“Chi scassa!” (ai tempi del coronavirus)

Vi invito a leggere fino in fondo (se ci riuscite) questo post…(per favore…) e a commentarlo con un vostro pensiero… Grazie di cuore!

Inizio a scrivere che sono le 23.30

Un’altro giorno è pronto a finire e andarsene alle spalle. Un’altra pagina di questa strana storia di cui siamo, sono testimone.

Ho preso la decisione, da domani, di rispondere al telefono, a chi mi chiama e che non conosco, con la frase “chi scassa”. Così, giusto per andare contro corrente come fa un personaggio amato ovvero Rocco Schiavone (alias Marco Giallini che lo interpreta)… perché a tutti gli effetti, da orso quale sono, rispondo al telefono alle sole persone conosciute (perchè a mia volta ho il loro numero) mentre tutte le altre effettivamente scassano….

Nelle ultime ore ho avuto occasione di riflettere e molto su alcuni aspetti.

D’altronde perché non farlo, avendone la possibilità?

Questo isolamento a cui siamo sottoposti ci pone facilita anche momenti di solitudine interna e di dialogo con la parte più profonda e meno conosciuta di noi stessi.

La mia si sta lentamente e silenziosamente, ribellando a quanto viene proposto tutti i giorni.

E’ come se stessi cercando da solo di trovare la cura ai miei pensieri.

Mi è stato insegnato un pò di anni fa e devo dire che il restare da solo, non mi da alcun fastidio, anzi, forse può essere una buona terapia per cercare di disintossicarsi da comportamenti, da alcune persone (fortunatamente non tutte) che ci stanno attorno.

E’ una forma di rifiuto a tutte le critiche e le cattiverie che diventano ancor più accuminate e pungenti, forse proprio anche a causa o in relazione alla situazione e ai tempi che stiamo vivendo.

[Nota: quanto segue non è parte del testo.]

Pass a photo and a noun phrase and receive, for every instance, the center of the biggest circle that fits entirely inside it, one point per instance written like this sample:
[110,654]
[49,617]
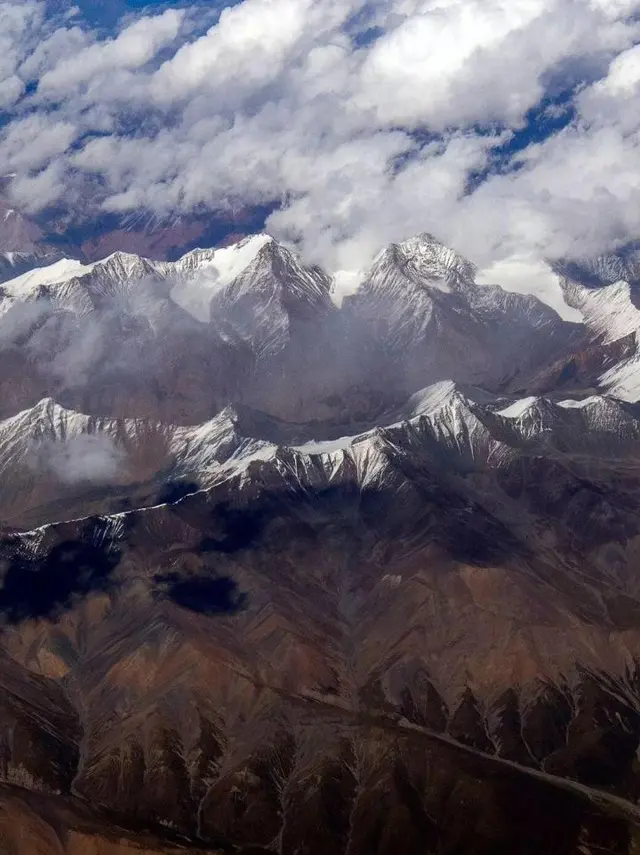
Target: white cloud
[135,46]
[92,458]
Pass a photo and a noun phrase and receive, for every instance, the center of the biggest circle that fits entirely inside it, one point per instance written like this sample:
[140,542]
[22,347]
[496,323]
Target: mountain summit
[282,575]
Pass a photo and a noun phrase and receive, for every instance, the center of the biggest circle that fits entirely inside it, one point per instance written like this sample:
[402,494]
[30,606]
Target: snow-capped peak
[426,257]
[60,271]
[201,272]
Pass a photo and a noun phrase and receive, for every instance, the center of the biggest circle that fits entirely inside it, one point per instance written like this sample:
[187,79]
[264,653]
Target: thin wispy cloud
[363,121]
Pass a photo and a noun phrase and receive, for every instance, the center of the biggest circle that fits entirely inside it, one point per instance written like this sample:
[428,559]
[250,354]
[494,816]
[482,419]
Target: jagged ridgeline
[291,570]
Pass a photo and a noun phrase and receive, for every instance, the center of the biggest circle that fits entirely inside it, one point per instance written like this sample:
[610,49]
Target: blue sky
[505,127]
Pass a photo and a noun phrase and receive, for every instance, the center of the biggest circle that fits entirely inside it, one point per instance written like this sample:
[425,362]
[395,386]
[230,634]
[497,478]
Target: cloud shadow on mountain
[204,595]
[44,587]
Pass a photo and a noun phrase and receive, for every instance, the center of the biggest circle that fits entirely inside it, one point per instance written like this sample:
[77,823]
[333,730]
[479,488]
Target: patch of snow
[578,404]
[623,380]
[521,274]
[431,399]
[609,312]
[517,408]
[325,446]
[345,283]
[200,273]
[52,274]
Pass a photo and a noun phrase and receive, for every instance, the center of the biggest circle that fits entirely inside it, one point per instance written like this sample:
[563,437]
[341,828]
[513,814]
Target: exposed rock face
[283,576]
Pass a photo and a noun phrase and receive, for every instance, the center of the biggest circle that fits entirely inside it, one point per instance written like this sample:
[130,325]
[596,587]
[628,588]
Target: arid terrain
[289,573]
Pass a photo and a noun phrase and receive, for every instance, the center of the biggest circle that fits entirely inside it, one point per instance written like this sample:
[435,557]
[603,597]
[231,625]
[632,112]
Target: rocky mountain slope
[287,573]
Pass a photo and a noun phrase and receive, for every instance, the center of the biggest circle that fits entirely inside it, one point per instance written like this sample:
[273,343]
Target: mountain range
[292,570]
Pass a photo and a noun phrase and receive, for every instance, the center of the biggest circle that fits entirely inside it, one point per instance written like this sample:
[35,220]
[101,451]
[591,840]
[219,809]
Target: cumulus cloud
[366,121]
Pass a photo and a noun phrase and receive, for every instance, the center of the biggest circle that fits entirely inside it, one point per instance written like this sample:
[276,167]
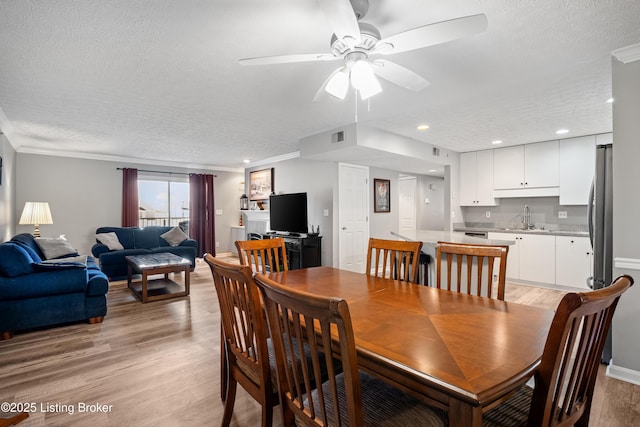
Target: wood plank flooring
[159,364]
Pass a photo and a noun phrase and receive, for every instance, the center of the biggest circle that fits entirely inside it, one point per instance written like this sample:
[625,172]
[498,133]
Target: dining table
[458,352]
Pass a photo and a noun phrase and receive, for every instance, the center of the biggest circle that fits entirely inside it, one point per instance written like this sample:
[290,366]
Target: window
[163,201]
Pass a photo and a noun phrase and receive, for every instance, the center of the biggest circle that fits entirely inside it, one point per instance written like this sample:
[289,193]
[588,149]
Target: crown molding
[627,54]
[108,158]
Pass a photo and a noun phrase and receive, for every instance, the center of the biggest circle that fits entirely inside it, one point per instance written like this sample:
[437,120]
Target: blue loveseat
[35,292]
[138,241]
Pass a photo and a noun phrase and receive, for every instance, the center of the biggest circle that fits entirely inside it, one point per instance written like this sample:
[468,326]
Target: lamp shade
[36,213]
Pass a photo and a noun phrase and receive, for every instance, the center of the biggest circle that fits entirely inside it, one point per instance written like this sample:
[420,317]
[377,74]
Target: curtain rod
[170,173]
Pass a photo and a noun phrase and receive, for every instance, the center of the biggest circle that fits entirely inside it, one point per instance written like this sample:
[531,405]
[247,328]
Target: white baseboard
[623,374]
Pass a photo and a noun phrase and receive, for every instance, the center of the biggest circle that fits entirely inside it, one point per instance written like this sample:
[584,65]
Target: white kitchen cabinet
[476,179]
[577,166]
[526,166]
[532,258]
[574,261]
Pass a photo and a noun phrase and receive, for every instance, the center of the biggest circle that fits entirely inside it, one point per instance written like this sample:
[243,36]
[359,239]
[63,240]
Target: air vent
[337,137]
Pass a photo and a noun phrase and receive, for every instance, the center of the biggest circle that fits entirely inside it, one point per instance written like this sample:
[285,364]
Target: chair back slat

E se noi ci lamentiamo del nostro essere in isolamento penso a come l’isolamento è stato vissuto da coloro che hanno, magari, vissuto i campi di concentramento.

Mi immagino quegli occhi, oramai stanchi, se non spenti per sempre, che hanno registrato immagini che nessun altro avrà la forza e il coraggio di raccontare in quanto ci restano sempre meno testimoni viventi che hanno patito e vissuto sulla loro pelle, carne e vita, la Seconda Guerra Mondiale.

Noi ne stiamo vivendo una, la terza contro un nemico comune che nemmeno si vede… Non lo si conosce a fondo tranne per il nome e per la sua capacità di renderci nudi, inermi davanti a un suo attacco.

Tutte le nazioni alla ricerca di un’arma valida per contrastare questo invisibile, all’occhio nudo, nemico così agguerrito e letale.

Mentre lo dico penso alle persone in difficoltà respiratorie, legate a delle macchine per poter rimanere in vita e fortemente legate a quel briciolo di esistenza, se così la si può definire quel tipo di vita, per cui lottano in ogni minimo secondo senza lamentarsi pur avendone diritto e motivo…

Non c’è preferenza alcuna, né di religione, né di razza, di credo o di altro genere… Prende un pò tutti, coscienti e non… sani e non….

Sera fonda, oramai…

Notte.

Uno strano atipico silenzio squarcia la notte illuminata da una Luna a cui gli occhi più piccoli e innocenti rivolgono preghierine tenere e pensieri positivi, nella speranza che tutto finisca presto… mentre gli occhi di chi è più adulto osservano con sfumature diverse quel globo che quasi illumina a giorno le aree circostanti…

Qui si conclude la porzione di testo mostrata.